I've been looking around for a good few months now and the best price I've seen for a red fox kit is £175, but I was wondering if there are any breeders that will sell a male for less than this? (Just curious)

Also, I was wondering if there are any swift fox breeders in the UK? If so, could I be given a price?


----------



## ian14 (Jan 2, 2008)

ShikariFox said:


> I've been looking around for a good few months now and the best price I've seen for a red fox kit is £175, but I was wondering if there are any breeders that will sell a male for less than this? (Just curious)
> 
> Also, I was wondering if there are any swift fox breeders in the UK? If so, could I be given a price?


Unless you have access to a time machine I'm afraid you have at least 4 months before you can get a 2017 fox cub!!


----------



## ShikariFox (Mar 19, 2016)

No offence, but your comment was a bit moronic, obviously I am looking to reserve a red fox or swift fox kit from a 2017 litter.


----------



## ian14 (Jan 2, 2008)

ShikariFox said:


> No offence, but your comment was a bit moronic, obviously I am looking to reserve a red fox or swift fox kit from a 2017 litter.

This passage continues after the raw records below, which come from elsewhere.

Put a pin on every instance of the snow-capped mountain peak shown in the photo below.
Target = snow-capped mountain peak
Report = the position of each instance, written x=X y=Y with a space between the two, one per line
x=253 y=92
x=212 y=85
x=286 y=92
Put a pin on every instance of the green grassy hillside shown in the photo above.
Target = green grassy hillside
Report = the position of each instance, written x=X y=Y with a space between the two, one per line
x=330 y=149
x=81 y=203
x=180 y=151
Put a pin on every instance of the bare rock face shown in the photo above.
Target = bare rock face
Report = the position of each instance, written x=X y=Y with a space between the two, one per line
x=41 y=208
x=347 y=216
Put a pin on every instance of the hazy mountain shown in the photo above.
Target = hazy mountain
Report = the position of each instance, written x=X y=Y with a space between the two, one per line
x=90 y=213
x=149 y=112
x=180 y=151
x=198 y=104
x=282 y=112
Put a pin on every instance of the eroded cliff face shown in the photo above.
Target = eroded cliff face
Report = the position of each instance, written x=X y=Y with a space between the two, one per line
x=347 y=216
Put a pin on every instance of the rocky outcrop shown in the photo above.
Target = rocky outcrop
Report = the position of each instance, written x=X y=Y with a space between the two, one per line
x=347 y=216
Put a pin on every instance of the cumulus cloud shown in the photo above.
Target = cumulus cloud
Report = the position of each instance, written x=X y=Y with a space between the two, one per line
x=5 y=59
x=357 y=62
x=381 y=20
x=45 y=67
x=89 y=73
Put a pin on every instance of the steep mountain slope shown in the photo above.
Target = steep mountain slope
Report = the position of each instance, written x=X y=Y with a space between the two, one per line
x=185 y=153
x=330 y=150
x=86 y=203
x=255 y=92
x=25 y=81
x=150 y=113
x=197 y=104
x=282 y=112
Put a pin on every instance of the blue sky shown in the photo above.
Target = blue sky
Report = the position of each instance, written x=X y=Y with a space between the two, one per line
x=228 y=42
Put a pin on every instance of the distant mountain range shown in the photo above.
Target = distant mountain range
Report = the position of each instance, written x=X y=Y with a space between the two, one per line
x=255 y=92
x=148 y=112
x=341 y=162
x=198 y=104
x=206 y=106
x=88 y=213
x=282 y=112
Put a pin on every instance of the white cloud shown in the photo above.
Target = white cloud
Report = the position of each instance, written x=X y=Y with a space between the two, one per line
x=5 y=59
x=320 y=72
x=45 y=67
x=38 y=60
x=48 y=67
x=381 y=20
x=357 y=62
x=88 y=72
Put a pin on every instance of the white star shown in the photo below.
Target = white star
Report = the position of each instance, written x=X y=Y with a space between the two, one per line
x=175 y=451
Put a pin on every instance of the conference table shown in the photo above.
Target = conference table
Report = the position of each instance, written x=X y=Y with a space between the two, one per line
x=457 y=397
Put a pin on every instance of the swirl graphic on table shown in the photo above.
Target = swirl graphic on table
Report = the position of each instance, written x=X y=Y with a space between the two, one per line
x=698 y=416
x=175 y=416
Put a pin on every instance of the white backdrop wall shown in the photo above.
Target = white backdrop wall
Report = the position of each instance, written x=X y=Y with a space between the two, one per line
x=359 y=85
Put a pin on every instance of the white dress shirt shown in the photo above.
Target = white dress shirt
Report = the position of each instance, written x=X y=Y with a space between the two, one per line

Well no, not moronic at all. Your opening post stated "kit from 2017" and goes on to refer to quoted prices. The implication is that you are looking currently for a kit (or as I believe to be the case, cub) born in 2017. It's August, there's another 4 months til next year!

In any case it was intended as a tongue in cheek humorous post. 

So if you want to throw insults then firstly make sure you clearly word your posts and secondly consider that vague possibility of a little thing called fun and humour.

Perhaps something like "I'm thinking about getting a fox next year, who could I contact" would be a little clearer.


----------



## ian14 (Jan 2, 2008)

On a more serious note, there have been a few threads on different sections on the forum relating to fox breeders, with a couple being highly recommended. Could be worth searching the forum as a whole to find the right threads.


----------



## goosey (Mar 4, 2009)

No offence but the only fox you will get for cheaper than £175 will come with a TY label attached to its ear. The price you mentioned there sounds more like the kind of price asked by someone having to rehome/sell on a fox they already bought. From what I have seen the cost of Cubs each year is rising slightly if anything. From a good breeder not in it to be greedy I would expect you'd pay between £300 -£500 the price tends to go by colour rather than sex as my vixen was cheaper than her plantinum brother. To the best of my knowledge there are no swift fox breeders in the uk the only species other than v vulpes and fennec bred was corsacs by Elina at flashman foxes I think she only breeds fennecs now though.


----------